Is it /proːˈmɛs/ or /prɔˈmɛs/? I think I have heard both pronunciations? 
Thanks for your help!


----------



## LoveVanPersie

Anyone could help? Thanks


----------



## Terwexel

Hello,  

This surname is by no means exclusively Dutch. However, I've personally always  heard it pronounced with a long 'o'. So as in the first one of your suggestions, I think.

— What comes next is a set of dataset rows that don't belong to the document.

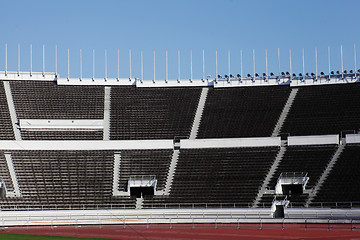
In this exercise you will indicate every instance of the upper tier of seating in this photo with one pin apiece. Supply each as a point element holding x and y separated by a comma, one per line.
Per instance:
<point>326,109</point>
<point>242,112</point>
<point>47,100</point>
<point>342,184</point>
<point>6,131</point>
<point>62,135</point>
<point>152,113</point>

But it could easily be that the short 'o' can also be heard. We have for instance the word "promenade' (I don't know the phonetic spelling) which is often pronounced with a short 'o'.at least in the Netherlands.  I don't know  why this difference exists. Maybe someone else does.


----------



## Peterdg

First of all, I have never heard of this man so I don't know how is name is pronounced.


Terwexel said:


> We have for instance the word "promenade' (I don't know the phonetic spelling) which is often pronounced with a short 'o'.at least in the Netherlands.


And in Belgium too.


----------



## LoveVanPersie

I have found his pronunciation on YouTube "*Blessuretijd met Memphis Depay en Quincy Promes | ZAPPSPORT*" (0:07)!
Is it /oː / or /ɔ/? It sounds short?


----------



## Terwexel

I can't tell, to be honest. One needs more instances where he pronounces his last name. It sounds like somewhere in between short and long.


----------



## LoveVanPersie

Wikipedia says "Weakly stressed long vowels may also be shortened without any significant reduction in vowel quality. For example, _politie_ (phonemically /poːˈlitsi/) may be pronounced [poˈli(t)si], [pəˈli(t)si] or even [ˈpli(t)si]."
Do you think it is a case of it?


----------



## Terwexel

So the weakly stressed long 'o' becomes a schwa or dissappears. But it doesn't become a short 'o'. In the video his pronounciation of the 'o' isn't  a schwa I think.


----------



## LoveVanPersie

Do you think it is /o/, which are perhaps between /oː/ and /ɔ/?


----------



## Terwexel

I've listened to it again. It sounds like a long 'o' to me now. Maybe pronounced  a bit 'in the back of his mouth' (I don't know the appropriate term). I'm not familar enough with phonetics to confidently answer your specific  question.


----------



## LoveVanPersie

Thanks for all your answers!


----------



## bamia

It is a long O but the second syllable ('mes') is stressed.


----------



## LoveVanPersie

bamia said:


> It is a long O but the second syllable ('mes') is stressed.


Is _Boadu _also stressed on the _u_?


----------



## bamia

LoveVanPersie said:


> Is _Boadu _also stressed on the _u_?



Most Dutch football commentators do seem to pronounce it that way.


----------



## LoveVanPersie

Thank you bamia!


----------



## bamia

You're welcome! Bear in mind that Dutch football commentators are infamous for botching foreign surnames (El Jebli comes to mind) so their pronunciation of Boadu isn't necessarily correct.


----------



## LoveVanPersie

I have found his pronunciations on 2 YouTube videos but I have some difficulty identify the pronunciations:
_De Toekomst van Oranje #20: Myron Boadu Is Een Fenomeen! _(at the beginning)
_Myron Boadu is blij met de commentaren na zijn eerste doelpunt _(at 0:24)

It sounds to me /boːəˈdu/ with _a _pronounced /ə/ and stress on _u_?
What about the pronunciation of _Myron_? Is it /ˈmɑjrɔn/ or /ˈmaːjrɔn/ with _o _pronounced /ɔ/ I think? And is there a /ə/ before _r_?
Thanks for your helping again bamia!


----------